What, then, does honest governance look like?

AI Governance for Kenya and Africa as a whole should look like a gate, a pre-deployment review mechanism where data access is a privilege earned through evidence rather than a courtesy extended in advance. The non-negotiable is an independent authority with the power to halt or redesign deployment when non-compliance is found. Not advised. This should apply as much to recommender systems already operating inside Kenya as to new models entering the market. An AI law that cannot reach the algorithmic curation layer of TikTok, Meta, and X has already exempted the largest category of AI affecting Kenyans.

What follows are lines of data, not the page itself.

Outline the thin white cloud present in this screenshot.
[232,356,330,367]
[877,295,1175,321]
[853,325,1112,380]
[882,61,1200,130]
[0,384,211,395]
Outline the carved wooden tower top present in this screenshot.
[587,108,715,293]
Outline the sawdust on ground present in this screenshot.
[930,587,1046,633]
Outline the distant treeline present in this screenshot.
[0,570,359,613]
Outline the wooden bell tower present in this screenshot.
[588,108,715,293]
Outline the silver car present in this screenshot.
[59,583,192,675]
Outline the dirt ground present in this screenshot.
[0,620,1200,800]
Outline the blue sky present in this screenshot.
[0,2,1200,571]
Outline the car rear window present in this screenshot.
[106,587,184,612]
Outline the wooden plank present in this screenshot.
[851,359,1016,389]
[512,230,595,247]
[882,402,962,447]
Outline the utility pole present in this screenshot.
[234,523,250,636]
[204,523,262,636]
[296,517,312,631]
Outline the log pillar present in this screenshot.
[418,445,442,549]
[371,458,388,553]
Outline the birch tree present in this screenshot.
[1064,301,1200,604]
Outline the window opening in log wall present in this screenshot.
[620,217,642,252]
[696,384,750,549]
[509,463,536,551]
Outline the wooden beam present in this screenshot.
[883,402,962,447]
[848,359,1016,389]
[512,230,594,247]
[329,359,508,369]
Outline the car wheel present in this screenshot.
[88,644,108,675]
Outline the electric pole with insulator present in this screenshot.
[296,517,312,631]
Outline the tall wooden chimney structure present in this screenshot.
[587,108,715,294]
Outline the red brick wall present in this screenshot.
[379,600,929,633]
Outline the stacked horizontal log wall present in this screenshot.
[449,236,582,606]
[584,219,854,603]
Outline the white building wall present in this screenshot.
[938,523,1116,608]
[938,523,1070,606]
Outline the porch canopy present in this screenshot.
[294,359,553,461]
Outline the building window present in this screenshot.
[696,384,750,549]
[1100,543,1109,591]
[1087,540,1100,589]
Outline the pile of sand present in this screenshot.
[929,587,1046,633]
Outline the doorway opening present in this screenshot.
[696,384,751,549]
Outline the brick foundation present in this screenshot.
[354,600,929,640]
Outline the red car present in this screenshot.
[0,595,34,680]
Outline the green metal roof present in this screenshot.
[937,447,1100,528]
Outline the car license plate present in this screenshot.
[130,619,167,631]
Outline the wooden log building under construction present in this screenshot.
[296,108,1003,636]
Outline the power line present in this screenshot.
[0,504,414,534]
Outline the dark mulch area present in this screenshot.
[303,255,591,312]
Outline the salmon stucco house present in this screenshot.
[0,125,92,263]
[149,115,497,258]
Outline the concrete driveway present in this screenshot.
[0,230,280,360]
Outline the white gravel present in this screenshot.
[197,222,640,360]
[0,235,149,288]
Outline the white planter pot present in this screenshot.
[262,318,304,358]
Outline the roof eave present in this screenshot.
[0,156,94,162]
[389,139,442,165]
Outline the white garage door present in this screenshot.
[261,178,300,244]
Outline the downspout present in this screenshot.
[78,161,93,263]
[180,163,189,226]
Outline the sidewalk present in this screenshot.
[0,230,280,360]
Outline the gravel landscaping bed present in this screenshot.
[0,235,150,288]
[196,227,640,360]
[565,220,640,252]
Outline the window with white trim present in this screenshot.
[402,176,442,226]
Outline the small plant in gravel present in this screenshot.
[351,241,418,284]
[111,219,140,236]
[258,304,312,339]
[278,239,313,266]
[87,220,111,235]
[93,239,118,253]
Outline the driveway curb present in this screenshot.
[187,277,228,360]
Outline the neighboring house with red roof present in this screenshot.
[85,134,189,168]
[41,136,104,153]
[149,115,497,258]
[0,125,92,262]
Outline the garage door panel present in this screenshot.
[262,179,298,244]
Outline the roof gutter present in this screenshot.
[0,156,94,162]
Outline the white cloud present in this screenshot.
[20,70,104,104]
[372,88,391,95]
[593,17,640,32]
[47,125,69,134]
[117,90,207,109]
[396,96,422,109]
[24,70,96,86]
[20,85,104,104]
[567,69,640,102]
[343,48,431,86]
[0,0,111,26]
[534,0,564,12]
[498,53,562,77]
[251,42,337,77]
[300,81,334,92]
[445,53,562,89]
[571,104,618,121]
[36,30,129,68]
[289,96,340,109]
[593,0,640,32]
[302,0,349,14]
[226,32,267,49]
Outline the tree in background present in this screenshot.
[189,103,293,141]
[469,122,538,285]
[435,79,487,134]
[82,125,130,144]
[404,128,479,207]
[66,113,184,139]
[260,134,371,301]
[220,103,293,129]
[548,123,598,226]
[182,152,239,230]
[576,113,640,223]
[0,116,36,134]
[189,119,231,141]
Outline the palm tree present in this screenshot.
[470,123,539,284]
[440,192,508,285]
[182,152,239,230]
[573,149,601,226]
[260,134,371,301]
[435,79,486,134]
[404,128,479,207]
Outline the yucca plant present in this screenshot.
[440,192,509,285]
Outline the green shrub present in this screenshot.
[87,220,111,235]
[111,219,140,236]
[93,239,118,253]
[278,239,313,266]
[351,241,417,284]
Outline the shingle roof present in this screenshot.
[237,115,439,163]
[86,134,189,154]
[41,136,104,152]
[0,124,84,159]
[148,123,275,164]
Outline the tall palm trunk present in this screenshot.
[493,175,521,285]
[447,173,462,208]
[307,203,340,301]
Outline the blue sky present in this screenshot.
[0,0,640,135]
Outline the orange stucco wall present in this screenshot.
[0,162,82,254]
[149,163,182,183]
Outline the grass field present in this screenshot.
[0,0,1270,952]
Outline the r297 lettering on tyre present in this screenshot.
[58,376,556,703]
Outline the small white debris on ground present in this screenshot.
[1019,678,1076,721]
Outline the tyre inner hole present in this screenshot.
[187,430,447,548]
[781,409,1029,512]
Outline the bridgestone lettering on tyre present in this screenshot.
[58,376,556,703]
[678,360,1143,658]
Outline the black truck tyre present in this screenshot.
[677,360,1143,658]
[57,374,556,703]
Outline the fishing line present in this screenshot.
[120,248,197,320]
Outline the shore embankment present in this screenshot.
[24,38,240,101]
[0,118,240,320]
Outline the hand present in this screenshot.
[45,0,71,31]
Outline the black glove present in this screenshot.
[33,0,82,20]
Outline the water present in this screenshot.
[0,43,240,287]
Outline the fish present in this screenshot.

The current draft of the AI Bill fails to establish such authority.

While apprehensions regarding censorship, over-regulation and enforcement capacity are valid, the lack of a halt mechanism remains a more critical flaw. Although the draft National AI Strategy mentions governance, it fails to identify the ultimate decision-maker. Until that authority is clearly defined, Kenyans are merely debating form rather than addressing the core substance.

Kenya does not have an AI regulation gap. It has an accountability gap, and AI is the new vector through which that gap widens. The proper question is not ‘How do we govern AI?’ but ‘How do we govern the institutions that will govern AI?’ A “human-centred design” is not a complete answer. The answer begins by rejecting the frontrunner story, naming the extraction, tying the June 2024 shutdown to the architecture rather than the cable, and reserving the word ‘sovereignty’ for governance that can actually halt an AI deployment when the evidence requires it. Ultimately, introducing new AI laws into a system that already lacks institutional checks and balances will not protect citizens; rather, AI will just become a new vector through which state overreach expands unchecked.